Damla fiziği modülünde ise damlalar ses dalgaları ile konumlandırıldı ve kullanıldı. Yapılan gözlemlerde yüzey gerilimlerinin damlaların şeklini kuramsal tahminlere uygun bir şekilde kontrol ettiği görüldü. Yine 1992 yılında, bu kez NASA ve Japonya Ulusal Uzay Gelişim Ajansı (NASDA) tarafından ortaklaşa yürütülen bir çalışmada malzeme bilimi, akışkanlar mekaniği ve insan biyolojisi üzerine deneyler yapıldı. 1994 yılında on dört günlük bir uçuş sırasında ksenonun sıvı ve gaz halleri arasındaki salınımları kritik akışkan ışık saçılma deneyleri ile incelendi ve yeryüzünde yapılan en iyi deneylerden bile yüz kat daha kesin sonuçlar elde edildi.
Her ne kadar uzay mekikleri ile yapılan uçuşlar deney yapmak için serbest düşme kulelerinden ya da parabolik rota takip eden uçaklardan çok daha uzun bir süre sağlasa da, on beş gün civarında süren bu uçuşların uzun süreli bilimsel çalışmalar için yeterli olmadığı açık.
Düşük yerçekimli ortamda daha uzun süre deney yapabilmek amacıyla uzayda bir laboratuvar kurulması düşünüldü ve yıllar önce bu konuda çalışmalar başladı.
1998 yılında oluşturulmaya başlanan Uluslararası Uzay İstasyonu (International Space Station, ISS) beş uzay ajansının katkılarıyla 2011 yılında tamamlandı.
ISS’nin kurulmasına katkıda bulunan uzay ajansları:
- Kanada Uzay Ajansı (Canadian Space Agency, CSA)
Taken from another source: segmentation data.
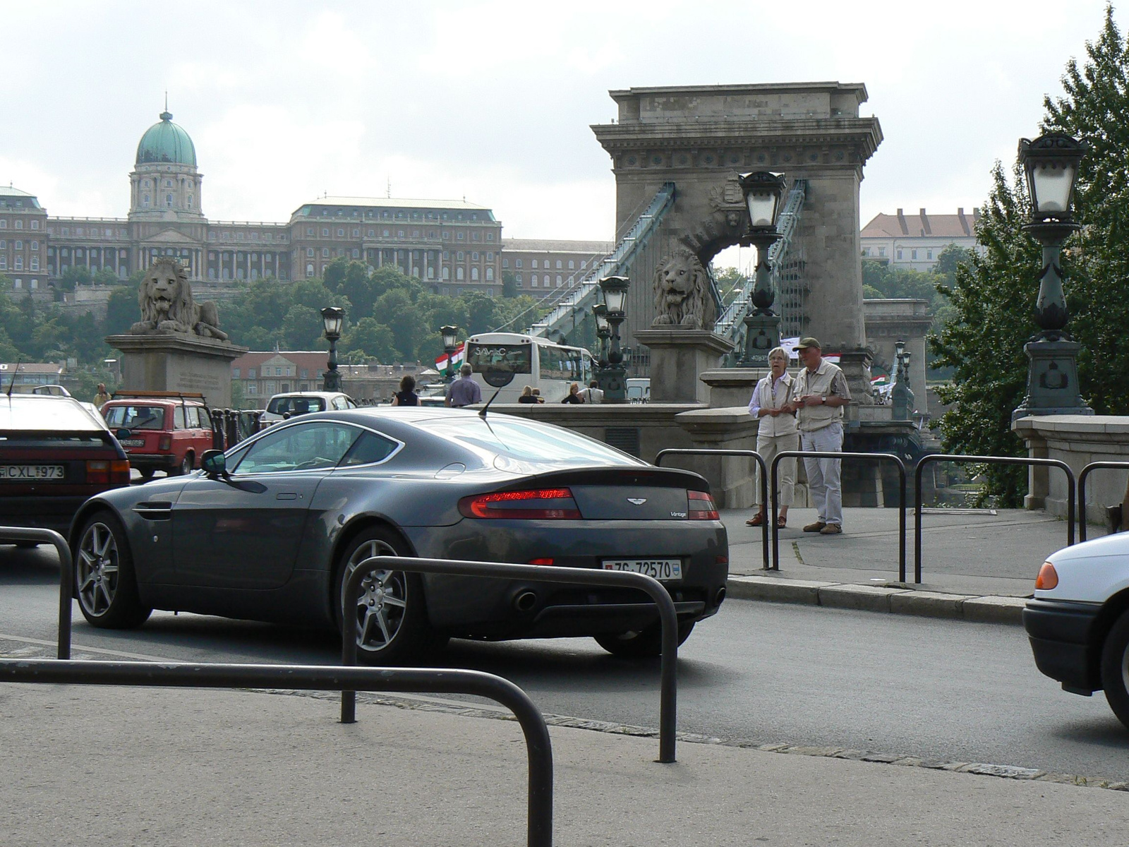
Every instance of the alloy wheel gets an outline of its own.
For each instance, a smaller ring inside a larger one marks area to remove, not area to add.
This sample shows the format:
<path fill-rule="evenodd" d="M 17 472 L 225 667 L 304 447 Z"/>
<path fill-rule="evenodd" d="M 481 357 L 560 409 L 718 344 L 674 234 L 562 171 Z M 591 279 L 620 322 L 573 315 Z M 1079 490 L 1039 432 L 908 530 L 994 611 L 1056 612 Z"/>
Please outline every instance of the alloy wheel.
<path fill-rule="evenodd" d="M 342 586 L 357 566 L 374 556 L 396 556 L 385 541 L 373 539 L 361 543 L 349 557 Z M 364 650 L 378 652 L 396 637 L 408 609 L 406 575 L 402 570 L 374 570 L 360 584 L 357 595 L 357 645 Z"/>
<path fill-rule="evenodd" d="M 93 523 L 78 550 L 78 599 L 90 614 L 105 614 L 117 593 L 119 552 L 114 533 L 103 523 Z"/>

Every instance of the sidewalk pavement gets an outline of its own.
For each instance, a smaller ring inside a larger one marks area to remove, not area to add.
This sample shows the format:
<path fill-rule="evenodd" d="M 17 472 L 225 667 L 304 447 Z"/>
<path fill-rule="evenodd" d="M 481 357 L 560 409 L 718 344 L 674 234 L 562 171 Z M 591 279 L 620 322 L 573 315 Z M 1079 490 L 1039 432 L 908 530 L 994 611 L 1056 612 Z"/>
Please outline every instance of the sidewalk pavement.
<path fill-rule="evenodd" d="M 907 582 L 899 579 L 896 509 L 843 509 L 841 535 L 803 532 L 815 510 L 790 509 L 788 527 L 780 531 L 780 569 L 764 570 L 762 531 L 745 525 L 753 514 L 721 512 L 729 534 L 730 599 L 1019 623 L 1043 560 L 1067 545 L 1066 521 L 1044 512 L 926 509 L 921 583 L 914 584 L 911 509 Z M 1089 530 L 1091 538 L 1104 533 Z"/>
<path fill-rule="evenodd" d="M 490 709 L 467 704 L 444 713 L 365 697 L 358 723 L 342 725 L 335 695 L 0 686 L 0 840 L 526 842 L 516 722 L 485 719 Z M 562 847 L 1106 847 L 1129 829 L 1123 794 L 1062 775 L 685 741 L 676 763 L 658 765 L 654 737 L 550 732 L 553 842 Z"/>

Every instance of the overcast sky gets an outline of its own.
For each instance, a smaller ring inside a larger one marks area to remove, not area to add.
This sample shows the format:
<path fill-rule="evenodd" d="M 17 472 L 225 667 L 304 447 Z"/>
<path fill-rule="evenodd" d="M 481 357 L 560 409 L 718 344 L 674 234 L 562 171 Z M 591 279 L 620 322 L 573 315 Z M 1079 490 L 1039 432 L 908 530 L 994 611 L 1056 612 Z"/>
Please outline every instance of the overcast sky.
<path fill-rule="evenodd" d="M 615 116 L 609 89 L 838 80 L 866 84 L 885 137 L 863 222 L 953 213 L 1036 133 L 1104 6 L 0 0 L 0 181 L 52 215 L 124 217 L 167 89 L 211 219 L 285 221 L 391 182 L 488 206 L 508 237 L 610 239 L 614 178 L 589 129 Z"/>

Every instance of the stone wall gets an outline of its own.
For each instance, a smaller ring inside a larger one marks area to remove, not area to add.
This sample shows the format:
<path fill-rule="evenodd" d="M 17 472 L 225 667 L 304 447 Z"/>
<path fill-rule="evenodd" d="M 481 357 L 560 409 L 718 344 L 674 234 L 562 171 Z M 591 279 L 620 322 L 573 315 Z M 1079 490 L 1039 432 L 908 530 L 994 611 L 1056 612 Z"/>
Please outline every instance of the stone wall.
<path fill-rule="evenodd" d="M 1051 414 L 1019 418 L 1013 429 L 1032 459 L 1066 462 L 1075 478 L 1091 462 L 1129 462 L 1129 417 Z M 1086 478 L 1086 521 L 1105 523 L 1105 507 L 1120 504 L 1129 471 L 1092 471 Z M 1024 506 L 1067 514 L 1066 474 L 1054 468 L 1032 468 Z"/>

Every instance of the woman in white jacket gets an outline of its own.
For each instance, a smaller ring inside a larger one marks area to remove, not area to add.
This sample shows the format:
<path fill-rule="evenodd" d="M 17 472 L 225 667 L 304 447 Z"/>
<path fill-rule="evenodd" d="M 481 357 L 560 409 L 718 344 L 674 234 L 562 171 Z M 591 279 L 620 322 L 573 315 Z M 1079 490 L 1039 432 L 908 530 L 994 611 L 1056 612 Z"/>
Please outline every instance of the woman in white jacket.
<path fill-rule="evenodd" d="M 799 449 L 799 433 L 796 431 L 796 412 L 789 405 L 791 401 L 791 377 L 788 375 L 788 353 L 782 347 L 769 351 L 769 367 L 772 369 L 753 388 L 749 401 L 749 413 L 760 420 L 756 433 L 756 452 L 764 459 L 764 464 L 772 466 L 777 453 Z M 781 459 L 778 470 L 780 481 L 780 516 L 778 526 L 788 524 L 788 507 L 791 505 L 793 487 L 796 483 L 796 459 Z M 753 486 L 753 505 L 759 506 L 756 514 L 745 521 L 750 526 L 764 523 L 765 504 L 760 503 L 760 480 Z"/>

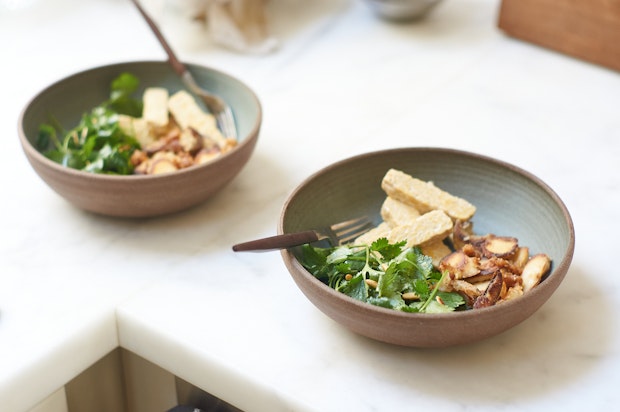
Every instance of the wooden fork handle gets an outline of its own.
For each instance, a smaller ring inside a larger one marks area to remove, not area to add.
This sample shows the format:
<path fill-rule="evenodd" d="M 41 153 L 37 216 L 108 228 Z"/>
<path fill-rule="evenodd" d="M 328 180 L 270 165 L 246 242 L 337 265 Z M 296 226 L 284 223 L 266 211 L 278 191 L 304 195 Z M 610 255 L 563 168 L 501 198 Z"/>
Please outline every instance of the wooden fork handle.
<path fill-rule="evenodd" d="M 151 16 L 149 16 L 148 13 L 142 8 L 142 5 L 140 5 L 140 2 L 138 0 L 131 0 L 131 1 L 136 6 L 136 8 L 140 12 L 144 20 L 146 20 L 147 24 L 149 25 L 153 33 L 155 33 L 155 37 L 157 37 L 157 40 L 159 40 L 159 43 L 166 51 L 166 54 L 168 55 L 168 61 L 170 62 L 170 65 L 172 66 L 174 71 L 179 76 L 183 76 L 187 72 L 187 68 L 177 58 L 176 54 L 172 50 L 172 47 L 170 47 L 170 44 L 168 44 L 168 41 L 166 40 L 162 32 L 159 30 L 159 27 L 157 26 L 157 24 L 153 21 Z"/>
<path fill-rule="evenodd" d="M 285 233 L 283 235 L 270 236 L 262 239 L 250 240 L 233 246 L 235 252 L 261 252 L 268 250 L 286 249 L 319 240 L 314 230 L 305 232 Z"/>

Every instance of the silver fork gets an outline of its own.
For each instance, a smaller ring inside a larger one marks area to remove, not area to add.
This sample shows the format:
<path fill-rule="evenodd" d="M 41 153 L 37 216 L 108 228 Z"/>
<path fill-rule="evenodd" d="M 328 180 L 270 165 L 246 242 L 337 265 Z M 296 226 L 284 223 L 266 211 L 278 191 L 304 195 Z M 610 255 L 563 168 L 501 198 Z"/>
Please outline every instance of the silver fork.
<path fill-rule="evenodd" d="M 164 35 L 159 30 L 157 24 L 151 19 L 151 17 L 144 11 L 138 0 L 131 0 L 132 3 L 136 6 L 144 20 L 148 23 L 149 27 L 155 33 L 155 37 L 159 40 L 159 43 L 162 45 L 166 54 L 168 55 L 168 62 L 174 69 L 174 71 L 181 77 L 183 84 L 196 96 L 198 96 L 205 104 L 207 109 L 215 116 L 215 120 L 217 121 L 217 125 L 225 137 L 229 137 L 232 139 L 237 138 L 237 127 L 235 125 L 235 117 L 230 106 L 222 100 L 219 96 L 214 95 L 200 87 L 192 76 L 191 72 L 187 69 L 187 67 L 177 58 L 174 51 L 168 44 L 168 41 L 164 37 Z"/>
<path fill-rule="evenodd" d="M 362 216 L 320 229 L 285 233 L 239 243 L 233 246 L 233 250 L 235 252 L 247 252 L 286 249 L 325 239 L 329 240 L 332 246 L 338 246 L 354 241 L 373 227 L 372 221 L 367 216 Z"/>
- Avrupa Uzay Ajansı (European Space Agency, ESA)
- Japon Uzay Araştırma Ajansı (Japan Aerospace Exploration Agency, JAXA)
- Amerikan Ulusal Havacılık ve Uzay Dairesi (National Aeronautics and Space Administration, NASA)
- Rusya Federal Uzay Ajansı Roscosmos’tur
Yeryüzünden yaklaşık 350 kilometre yukarıda, saatte yaklaşık 28.000 kilometre hızla dönen ISS’nin içinde NASA’ya ait 13, ESA’ya ait 11, JAXA’ya ait 10 laboratuvar var. Bunlara ek olarak uzay istasyonunun dış kısımlarında JAXA’ya ait 10, NASA’ya ait 8 ve ESA’ya ait 4 platform bulunuyor. ISS’de şu ana kadar yapılan ve ileride çalışma yapılabilecek konular arasında fiziksel bilimler, biyoloji ve biyoteknoloji, malzeme bilimi, robotbilim ve iletişim de sayılabilir.
ISS’de yapılan çalışmalara ilişkin bilimsel dergilerde yayımlanan makalelerde varılan sonuçlardan bazıları şunlar:
- Salmonella mikroplarının öldürücülüğünün uzayda arttığı gözlemlendi, yeni aşılar geliştirmesi konusunda yeni bir yaklaşım geliştirildi.
- Testis kanseri tedavisinde kullanılmaya aday yeni bir tedavi yöntemi geliştirildi.
- Kılcal akış deneyleri ile akışkanların uzaydaki hareketini modelleyen denklemler bulundu.
- Beslenme çalışmaları sonucunda omega-3 yağ asitleri yönünden zengin diyetler, kemik kaybının azalmasıyla ilişkilendirildi.